BATON ROUGE, La. (AP) — The company that won a multimillion-dollar Louisiana flood recovery contract only to see the deal canceled because of conflict of interest concerns will be allowed to compete again for the work.

A top official in Gov. John Bel Edwards' administration has ordered a redo of the bid review process that will let Hunt Guillot and Associates, known as HGA, be considered for the federally financed contract.

The Restore Louisiana contract is intended to help people whose homes were damaged by the 2016 floods, as the program winds down rebuilding assistance and moves toward buyouts and other flood mitigation work.

Baton Rouge-based HGA was chosen as the winning bidder in March.

But the contract award was rescinded in May when Louisiana's chief procurement officer Paula Tregre said key staff involved in the deal shouldn't be allowed to participate because they have a conflict of interest and may have given HGA an unfair advantage. Tregre, whose office oversees the bid review, called for a new evaluation team to choose among the two other vendors who sought the work.

HGA appealed that decision to Tregre's boss, Commissioner of Administration Jay Dardenne, the governor's chief budget adviser. And Dardenne decided last week that HGA and the two other losing bidders should all be allowed to submit updated contract proposals for consideration.

It's unclear when a new contract award will be made. Dardenne spokesman Jacques Berry said the evaluation committee members "can take as long as they need."

During her review, Tregre found several flaws in the contract award.

Among them, she said HGA intended to use a subcontractor with two employees who had obvious conflicts of interest.
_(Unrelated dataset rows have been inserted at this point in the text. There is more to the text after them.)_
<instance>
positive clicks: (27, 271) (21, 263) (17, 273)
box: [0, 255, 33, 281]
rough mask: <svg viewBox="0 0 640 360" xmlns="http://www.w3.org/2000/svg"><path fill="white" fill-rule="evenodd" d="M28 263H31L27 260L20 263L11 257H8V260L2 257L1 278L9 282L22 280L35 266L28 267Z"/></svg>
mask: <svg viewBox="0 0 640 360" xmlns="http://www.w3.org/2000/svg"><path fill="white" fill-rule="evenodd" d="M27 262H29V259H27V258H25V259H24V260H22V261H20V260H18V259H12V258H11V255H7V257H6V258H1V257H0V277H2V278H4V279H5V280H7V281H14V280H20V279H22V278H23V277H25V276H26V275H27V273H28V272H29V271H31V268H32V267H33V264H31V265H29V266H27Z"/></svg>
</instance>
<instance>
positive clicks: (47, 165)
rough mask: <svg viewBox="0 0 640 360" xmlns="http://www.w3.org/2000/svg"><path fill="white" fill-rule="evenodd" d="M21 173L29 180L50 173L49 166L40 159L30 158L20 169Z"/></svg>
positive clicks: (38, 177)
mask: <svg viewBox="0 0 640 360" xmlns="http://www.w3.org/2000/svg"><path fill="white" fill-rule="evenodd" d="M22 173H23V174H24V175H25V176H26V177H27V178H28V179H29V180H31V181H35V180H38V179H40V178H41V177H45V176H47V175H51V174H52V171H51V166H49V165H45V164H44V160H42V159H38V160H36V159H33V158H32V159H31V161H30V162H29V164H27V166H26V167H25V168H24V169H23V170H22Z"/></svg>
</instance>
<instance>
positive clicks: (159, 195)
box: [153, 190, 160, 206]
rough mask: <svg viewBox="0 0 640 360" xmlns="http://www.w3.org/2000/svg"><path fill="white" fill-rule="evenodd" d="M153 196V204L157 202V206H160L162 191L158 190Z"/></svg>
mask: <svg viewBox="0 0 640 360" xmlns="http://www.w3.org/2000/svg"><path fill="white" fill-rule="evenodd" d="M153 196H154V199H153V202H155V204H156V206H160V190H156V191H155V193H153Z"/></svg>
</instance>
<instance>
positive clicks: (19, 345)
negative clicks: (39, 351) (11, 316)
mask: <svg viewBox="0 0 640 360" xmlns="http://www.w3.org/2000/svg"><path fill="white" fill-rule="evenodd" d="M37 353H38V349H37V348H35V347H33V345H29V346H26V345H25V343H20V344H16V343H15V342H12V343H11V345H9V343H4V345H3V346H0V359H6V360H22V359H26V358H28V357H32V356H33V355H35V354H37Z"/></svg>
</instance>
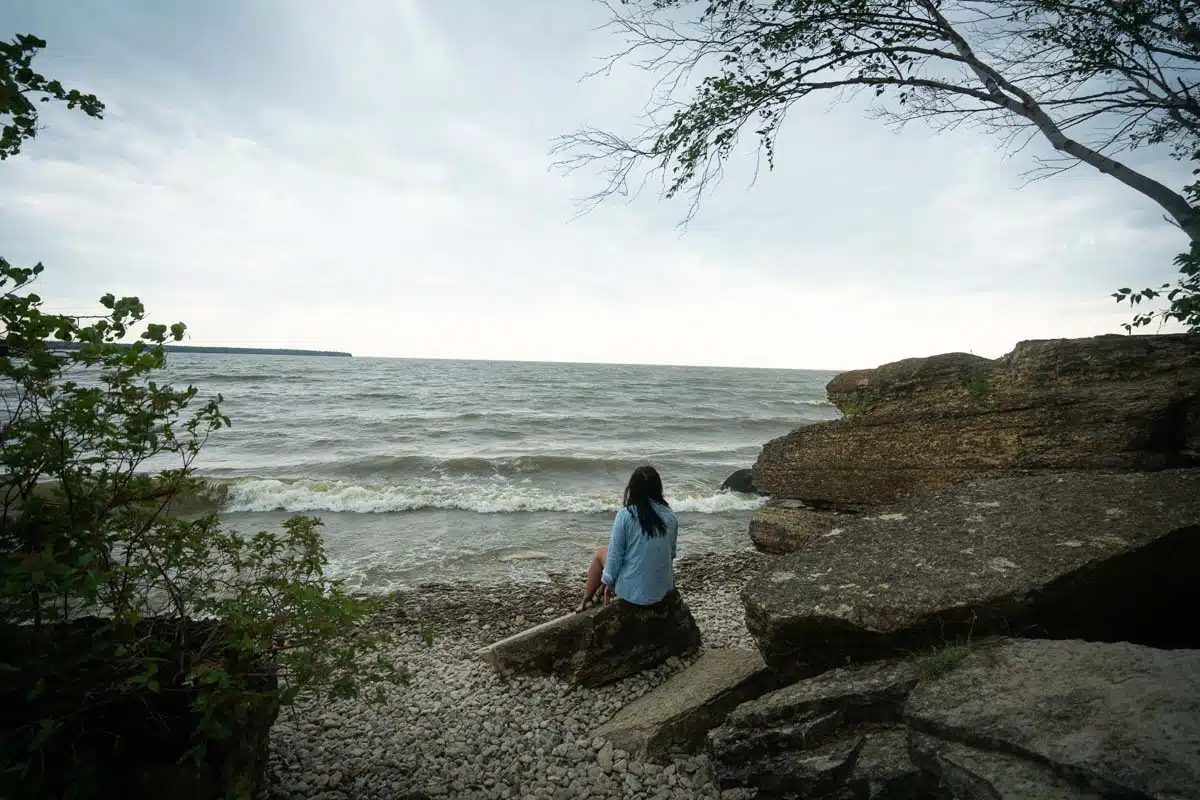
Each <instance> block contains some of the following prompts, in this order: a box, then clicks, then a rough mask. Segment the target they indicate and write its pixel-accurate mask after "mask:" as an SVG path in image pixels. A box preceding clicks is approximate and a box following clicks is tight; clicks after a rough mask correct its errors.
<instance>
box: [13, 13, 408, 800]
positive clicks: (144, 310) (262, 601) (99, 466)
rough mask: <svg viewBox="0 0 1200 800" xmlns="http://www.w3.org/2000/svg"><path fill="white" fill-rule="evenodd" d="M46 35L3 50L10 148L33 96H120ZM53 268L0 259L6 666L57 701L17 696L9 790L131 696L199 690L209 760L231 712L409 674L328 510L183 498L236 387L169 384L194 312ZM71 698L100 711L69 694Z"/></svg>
mask: <svg viewBox="0 0 1200 800" xmlns="http://www.w3.org/2000/svg"><path fill="white" fill-rule="evenodd" d="M42 46H44V42H42V41H41V40H37V38H35V37H30V36H19V37H17V38H16V40H14V42H13V43H10V44H4V46H0V121H4V122H5V125H4V132H2V136H0V157H7V156H12V155H16V154H17V152H18V151H19V149H20V146H22V144H23V143H25V142H26V140H29V139H30V138H32V137H34V136H35V134H36V131H37V107H36V104H35V103H34V102H32V101H31V100H30V98H31V97H34V98H35V100H36V98H37V97H38V96H40V97H41V98H42V100H58V101H62V102H65V103H66V104H67V106H68V107H78V108H80V109H83V110H84V112H85V113H86V114H89V115H91V116H100V114H101V112H102V109H103V106H102V104H101V103H100V101H98V100H96V98H95V97H94V96H91V95H83V94H80V92H79V91H77V90H66V89H64V88H62V85H61V84H59V83H58V82H54V80H47V79H46V78H43V77H42V76H40V74H37V73H36V72H34V71H32V67H31V60H32V56H34V54H35V53H36V52H37V50H38V48H41V47H42ZM42 273H43V266H42V265H41V264H37V265H35V266H31V267H22V266H14V265H12V264H10V263H8V261H6V260H4V259H0V336H2V339H0V342H2V347H0V404H2V407H4V419H2V420H0V425H2V427H0V634H2V636H4V638H5V640H10V642H11V640H17V639H20V640H25V642H31V643H32V645H31V646H28V648H24V649H22V650H20V651H17V650H10V651H6V652H2V654H0V675H5V674H6V675H7V679H6V681H7V686H10V687H11V686H13V685H16V681H17V679H18V678H20V679H22V680H24V681H25V682H22V684H20V685H22V687H23V690H25V693H24V697H22V698H19V700H18V702H19V704H20V705H22V706H23V708H24V709H25V710H28V709H40V708H44V709H54V710H53V711H52V712H47V714H46V715H44V716H40V717H38V716H36V715H35V717H36V718H26V717H28V715H26V717H23V716H22V714H20V712H19V711H20V710H19V709H17V708H6V717H7V720H8V721H10V722H8V724H5V726H2V728H4V729H2V730H0V795H2V796H46V795H47V794H48V789H47V787H49V786H52V784H53V786H59V783H56V782H58V781H61V778H62V775H61V771H62V766H64V765H62V764H61V763H52V762H48V760H46V759H44V758H43V757H44V754H46V753H48V752H52V751H54V752H61V751H62V747H64V745H66V746H67V747H68V748H70V746H71V742H70V741H66V742H64V741H62V739H64V738H68V736H71V735H73V732H74V727H73V726H74V723H76V722H77V721H78V718H79V717H80V716H84V715H86V714H88V711H89V710H90V709H91V708H92V706H97V708H98V706H102V705H104V704H107V703H113V702H115V700H119V699H120V698H130V697H134V698H136V697H142V698H146V697H160V698H166V699H168V700H169V699H172V698H175V697H179V696H186V697H187V698H188V702H187V705H188V708H187V712H188V715H190V718H191V720H192V723H191V724H192V727H193V735H191V738H190V740H188V744H190V748H188V754H190V756H192V757H193V758H194V763H196V764H197V766H198V765H199V764H200V762H202V760H203V759H204V753H205V748H206V746H208V745H209V744H210V742H214V741H221V740H223V739H227V738H228V736H229V735H230V734H232V730H230V729H229V720H230V716H229V709H230V708H233V706H240V705H244V704H245V703H246V702H247V700H253V699H256V698H257V699H262V700H269V702H270V703H275V702H282V703H283V704H287V703H290V702H293V700H295V699H296V697H298V696H300V694H301V693H305V696H312V697H326V698H344V697H353V696H355V694H356V693H358V692H360V691H361V690H362V688H364V687H366V686H376V687H377V688H380V690H382V687H383V686H384V685H385V684H386V682H395V681H397V680H398V679H400V673H398V670H397V668H396V666H395V664H394V663H391V662H390V661H389V658H388V657H386V656H385V645H386V640H388V637H386V634H385V633H384V632H382V630H380V628H379V627H378V626H376V625H372V624H371V621H372V618H373V614H374V613H376V610H377V606H376V603H374V602H373V601H368V600H364V599H355V597H350V596H348V595H347V593H346V591H344V588H343V587H342V584H341V583H340V582H337V581H332V579H330V578H329V577H326V575H325V567H326V555H325V552H324V547H323V541H322V536H320V533H319V521H317V519H313V518H308V517H295V518H293V519H290V521H288V522H287V523H286V524H284V525H283V530H282V531H263V533H257V534H253V535H242V534H240V533H238V531H234V530H230V529H227V528H224V527H223V525H222V524H221V522H220V521H218V518H217V517H216V515H215V513H210V515H205V516H196V515H192V516H185V515H180V513H175V512H174V511H173V510H174V509H175V507H176V506H178V505H179V504H180V501H182V500H186V499H187V498H188V497H190V495H193V494H194V493H197V492H199V491H202V486H200V482H199V480H198V479H197V476H196V473H194V463H196V458H197V456H198V455H199V453H200V451H202V449H203V446H204V444H205V443H206V441H208V440H209V437H210V435H212V434H214V433H215V432H217V431H220V429H222V428H224V427H227V426H228V425H229V420H228V417H227V416H226V415H224V414H223V413H222V411H221V401H222V398H221V397H220V396H216V397H214V398H210V399H202V398H200V397H199V393H198V390H197V389H196V387H194V386H187V387H185V389H178V387H175V386H172V385H169V384H168V383H161V381H160V379H158V378H160V375H161V373H162V369H163V367H164V366H166V357H167V355H166V351H164V349H163V345H164V343H167V342H169V341H179V339H181V338H182V337H184V336H185V333H186V327H185V325H184V324H182V323H175V324H173V325H163V324H152V323H148V321H146V312H145V308H144V307H143V305H142V302H140V301H139V300H138V299H137V297H115V296H113V295H106V296H103V297H102V299H101V301H100V303H101V308H100V309H98V313H97V314H96V315H94V317H86V318H82V317H74V315H66V314H58V313H50V312H48V311H46V309H44V308H43V301H42V297H41V296H40V295H38V294H37V293H36V291H35V290H34V289H35V283H36V282H37V281H38V278H40V276H42ZM127 339H128V341H127ZM54 343H70V344H71V345H72V347H71V348H70V349H64V348H59V347H54ZM197 621H200V622H202V624H203V625H202V626H200V627H197V625H196V622H197ZM80 622H86V624H85V625H80ZM197 631H203V636H198V634H197V633H196V632H197ZM80 637H83V639H84V640H82V642H80V640H78V639H79V638H80ZM97 654H100V656H98V657H100V663H101V664H102V668H101V669H96V668H95V664H96V663H97V661H96V658H97ZM29 676H35V680H32V682H31V685H29V680H28V679H29ZM80 680H83V681H84V684H85V685H83V686H80V685H79V681H80ZM62 692H67V693H70V694H71V697H76V698H78V699H79V702H80V703H82V704H83V705H82V706H80V708H66V709H64V708H61V704H55V702H54V699H55V697H54V694H55V693H62ZM11 699H12V698H11V697H10V696H8V694H6V700H11ZM149 705H152V703H149ZM116 744H118V742H114V746H115V745H116ZM67 771H70V770H67ZM80 774H83V772H80ZM60 792H65V793H66V795H65V796H88V794H89V786H86V784H80V786H72V787H68V788H62V787H60V789H59V790H55V792H54V794H60Z"/></svg>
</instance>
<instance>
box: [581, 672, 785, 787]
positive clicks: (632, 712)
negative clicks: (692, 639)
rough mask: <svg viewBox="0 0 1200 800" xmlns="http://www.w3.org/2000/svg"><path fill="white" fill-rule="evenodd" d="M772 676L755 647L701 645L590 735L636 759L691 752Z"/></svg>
mask: <svg viewBox="0 0 1200 800" xmlns="http://www.w3.org/2000/svg"><path fill="white" fill-rule="evenodd" d="M773 682H774V676H773V675H772V674H770V672H769V670H768V669H767V664H766V663H764V662H763V660H762V656H761V655H760V654H758V652H757V651H756V650H707V651H706V652H704V654H703V655H702V656H701V657H700V658H698V660H697V661H696V662H694V663H692V664H691V666H690V667H688V668H685V669H683V670H682V672H678V673H676V674H674V675H672V676H671V678H670V679H668V680H667V681H666V682H664V684H661V685H660V686H659V687H658V688H654V690H652V691H650V692H647V693H646V694H643V696H641V697H640V698H638V699H636V700H634V702H632V703H630V704H629V705H626V706H625V708H623V709H622V710H620V711H618V712H617V715H616V716H613V717H612V718H611V720H608V721H607V722H605V723H604V724H601V726H600V727H599V728H596V729H595V730H594V732H593V735H595V736H600V738H604V739H606V740H608V741H610V742H612V744H614V745H617V746H618V747H620V748H622V750H624V751H626V752H629V753H631V754H632V757H634V758H641V759H660V758H664V757H665V756H666V754H667V753H671V752H696V751H697V750H700V747H701V746H702V745H703V744H704V739H706V736H707V734H708V732H709V730H710V729H713V728H715V727H716V726H719V724H721V722H724V721H725V716H726V715H727V714H728V712H730V711H731V710H733V709H734V708H736V706H738V705H739V704H742V703H744V702H746V700H750V699H754V698H756V697H758V696H760V694H762V693H763V692H766V691H768V690H769V688H772V687H773ZM610 746H611V745H610ZM601 752H604V751H601ZM610 759H611V754H610ZM630 766H632V763H631V764H630Z"/></svg>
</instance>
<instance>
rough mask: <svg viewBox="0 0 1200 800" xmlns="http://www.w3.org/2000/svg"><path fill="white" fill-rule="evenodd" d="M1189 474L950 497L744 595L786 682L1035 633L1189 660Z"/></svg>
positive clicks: (978, 488)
In particular, Tregre said one worker has been a contract employee with the state's disaster recovery agency as it developed the request for bids and appeared to have supervisory authority over at least one bid evaluator.

HGA said Louisiana's ethics board in April cleared the subcontractor employees to do the new contract work. The company said Tregre was wrong in determining a conflict of interest and disregarding the ethics board's opinion.

Dardenne didn't agree with Tregre's decision to void the award.

"While I fully understand (her) conclusion that the appearance of impropriety cannot be allowed to tarnish the procurement process, I also believe that the record in this case simply fails to establish that there was any undue or improper influence," Dardenne wrote.

He added: "Given the small band of individuals with knowledge and experience in this particular industry, some level of personnel overlap is bound to occur."

Three companies submitted bids in January for the contract, overseen by the Edwards administration's Office of Community Development: HGA, Hammerman and Gainer, and Thompson Construction Group.

The Office of Community Development rejected Hammerman and Gainer's proposal, saying it didn't comply with the bid specifications. The company then filed a formal protest of the contract award, which led to Tregre's decision and the follow-up review by Dardenne.

Dardenne's decision will allow all three companies to participate in the bid process.

Edwards has said that disruptions in choosing a contractor haven't slowed ongoing flood recovery efforts, because the Restore Louisiana program continues to operate under an older, existing contract with an outside vendor.